Filmin geçtiği yerleşkedeki insanlar genel anlamda ön yargılı olmakla birlikte Atticus’a saygı gösterirler. Zira Atticus zor zamanlarında insanlara yardım eden iyi bir insandır ve bu da toplum tarafından takdir görür. Nezarethane önünde toplanan kalabalığın biraz da Scout’un orada olmasının yardımıyla siyahiyi linç etmekten vazgeçip geri dönmesi bundandır.

Yine de filmin ilerleyen aşamalarında dava sonuçlandıktan sonra toplumdaki bazı radikal kişilerin Atticus’a olan linç girişimlerine de şahit oluruz. Ancak başta şerif olmak üzere neredeyse hiç kimse bu hareketlere destek vermez. Bu, doğrusunun bu olmasına rağmen siyahi bir insanı savunmak için Atticus’un gösterdiği cesareti göstermeyen kişilerin vicdanını rahatlatma yolu olmuştur. Biz buradan toplumun iyi olabilmek için hala korkak olduğunu anlarız. Ancak hala umut vardır. Ayrım hala kuvvetlidir. Zira herkesin Tanrı’nın önünde eşit olduğunu söyleyen mahkeme salonunda dahi siyahiler ile beyazlar aynı yerde oturmaz. Bu apaçık bir çelişkidir.

Sonuç

Mahkemeden sonra Atticus dışında herkes salondan çıktığında siyahi izleyiciler oradadır. Atticus’un çıkmasını beklerler. Ve çıkarken de büyükleri gibi saygı göstererek genci yaşlısı hepsi ayağa kalkar. Mahkemeyi siyahilerin olduğu yerden izleyen Atticus’un çocuklarına içlerinden birisi;

“Bayan Scout, ayağa kalkın lütfen.. Babanız geçiyor.” Der. Ve bu kesinlikle filmin en vurucu sahnesidir. Zira saygı doğuştan elde edilmez. Saygı kazanılan bir olgudur.

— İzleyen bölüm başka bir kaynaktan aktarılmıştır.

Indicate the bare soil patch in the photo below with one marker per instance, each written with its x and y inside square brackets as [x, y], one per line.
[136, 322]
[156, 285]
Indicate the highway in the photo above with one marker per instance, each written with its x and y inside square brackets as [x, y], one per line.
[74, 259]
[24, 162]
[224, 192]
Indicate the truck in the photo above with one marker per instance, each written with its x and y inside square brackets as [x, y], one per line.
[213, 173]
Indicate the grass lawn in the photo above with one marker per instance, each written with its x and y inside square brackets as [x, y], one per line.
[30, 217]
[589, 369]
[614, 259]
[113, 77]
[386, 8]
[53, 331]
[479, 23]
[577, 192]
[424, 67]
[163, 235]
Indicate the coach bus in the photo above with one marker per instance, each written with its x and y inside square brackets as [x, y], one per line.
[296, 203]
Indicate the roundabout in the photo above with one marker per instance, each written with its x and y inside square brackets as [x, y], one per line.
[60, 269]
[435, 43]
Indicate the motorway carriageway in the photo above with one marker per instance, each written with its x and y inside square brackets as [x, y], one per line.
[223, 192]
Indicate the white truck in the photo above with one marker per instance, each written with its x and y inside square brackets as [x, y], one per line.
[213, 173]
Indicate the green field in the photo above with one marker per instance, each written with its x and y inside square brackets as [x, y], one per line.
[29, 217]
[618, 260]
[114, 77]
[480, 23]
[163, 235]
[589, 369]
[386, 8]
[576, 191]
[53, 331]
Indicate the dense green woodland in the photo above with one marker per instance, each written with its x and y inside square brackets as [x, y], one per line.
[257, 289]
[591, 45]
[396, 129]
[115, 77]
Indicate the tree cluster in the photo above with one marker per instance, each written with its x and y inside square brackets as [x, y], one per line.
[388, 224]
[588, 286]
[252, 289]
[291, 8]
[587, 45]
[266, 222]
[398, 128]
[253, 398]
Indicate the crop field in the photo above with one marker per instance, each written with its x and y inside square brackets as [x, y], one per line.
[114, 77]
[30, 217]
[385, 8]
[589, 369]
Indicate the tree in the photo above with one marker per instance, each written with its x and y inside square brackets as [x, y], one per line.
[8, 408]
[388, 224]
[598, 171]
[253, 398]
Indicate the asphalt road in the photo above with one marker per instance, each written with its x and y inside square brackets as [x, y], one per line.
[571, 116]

Dilimize “Bülbül’ü öldürmek” olarak geçen eserin orijinal dilindeki karşılığı “Alaycıkuş’u öldürmek” tir. Evet, o meşhur gençlik romanlarındaki alaycıkuş ile aynı. Ancak burada söylenmeye çalışılan kuşun eğlenceli ve masum oluşudur. Bu anlamda çevirinin yanlış olduğunu söyleyemem zira anlatılma isteneni birebir çeviri olmasa dahi net bir şekilde ifade etmiştir.

Özellikle dönemi açısından bu kadar sert, derinlikli ve tartışmalara sebep olan bir konuyu bir çocuğun gözünden izlerken biz, tüm ön yargılarımızdan arınmış bir şekilde en temel soruları yeniden sorarız. İnsan olmak neyi gerektirir? Siyahi insanlarla eşit miyiz yoksa biz daha mı eşitiz? İnsan dediğiniz önce beyaz mıdır?

Bu yazı, "Ünlü Yönetmenlerden Sinema Klasikleri" adlı yazı dizimizin bir parçasıdır.